NEW DELHI: A team of scientists from Switzerland’s University of Applied Sciences Graubünden claim they have broken the world record for calculating the value of Pi. The researchers used a supercomputer to calculate the value of Pi to 62 trillion digits, breaking previous records set by Google and Engineer Timothy Mullicon, who holds the current record for calculating Pi’s value to 50 trillion digits.
“The calculation of the new pi-digit world record by the DAViS team at the University of Applied Sciences in Graubünden took 108 days and 9 hours. It is therefore almost twice as fast as the record that Google set in its cloud in 2019, and around 3.5 times as fast as the last world record from 2020,” the researchers said in a statement.
Calculating the value of Pi to greater degrees is certainly a matter of competition among computer researchers, but it also helps take computing forward. To most, the value of Pi is 3.14, but the irrational number actually goes on endlessly with random numbers after the decimal point. It is often used to develop new algorithms and test the limits of supercomputers and processors.

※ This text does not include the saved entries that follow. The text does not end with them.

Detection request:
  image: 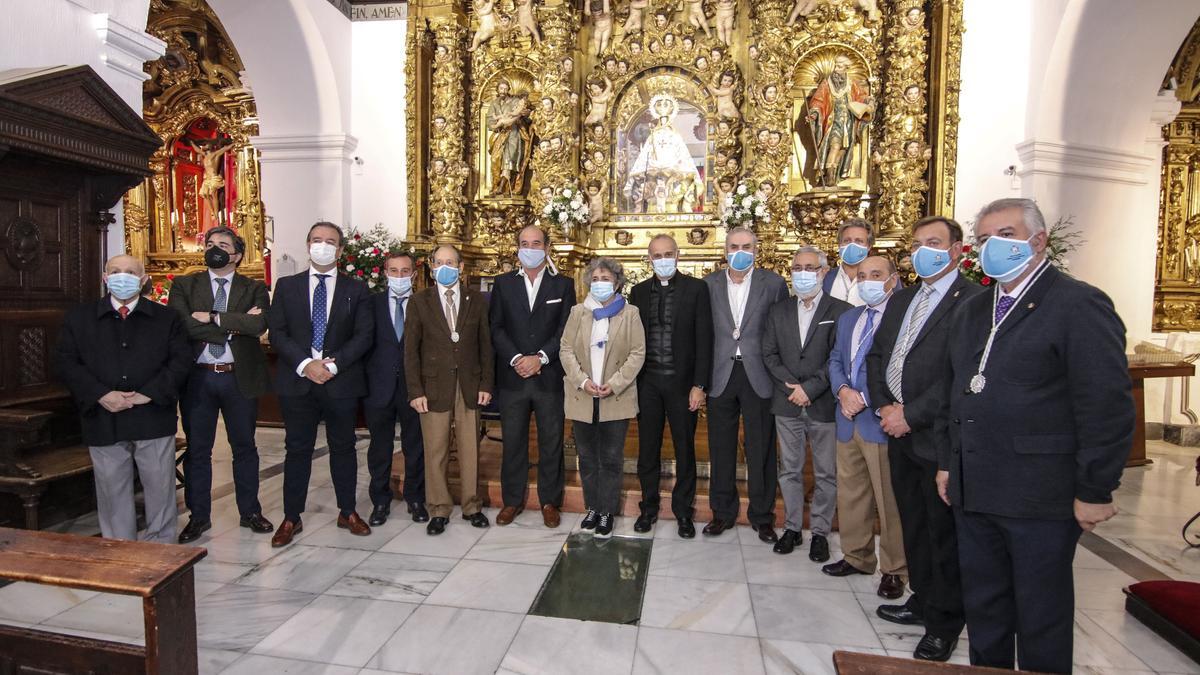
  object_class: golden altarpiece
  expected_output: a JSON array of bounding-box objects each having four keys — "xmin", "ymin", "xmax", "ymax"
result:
[
  {"xmin": 123, "ymin": 0, "xmax": 267, "ymax": 281},
  {"xmin": 406, "ymin": 0, "xmax": 964, "ymax": 281}
]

For instance, in 1949 the world’s first general purpose computer, ENIAC, took 70 hours to find the value of Pi to 2037 digits. Ten years later, it took IBM over 704 hours to compute the value of Pi to 16,157 digits. The company brought this time to 8 hours 43 minutes in 1961 and calculated Pi to 100,000 digits after the decimal point.
“My primary reason for attempting to break the record set by Emma Haruka Iwao/Google (March, 2019 – 31.4 trillion digits) is to test the limits of my hardware. Once I am finished breaking the Pi world record, the server and hard drives will be repurposed for STEM research (e.g., BOINC, Open Science Grid, university research projects),” wrote Mullican, the current world record holder, in a blog post in 2019.
The record by the Swiss team is yet to be validated by the Guinness Book of World Records.
According to The Register, the team in Switzerland used a computer powered by two 32-core AMD EPYC 7542 processors, which have maximum clock speeds of over 3GHz. They also used a server with 1TB of RAM and the Ubuntu Linux 20.04 operating system.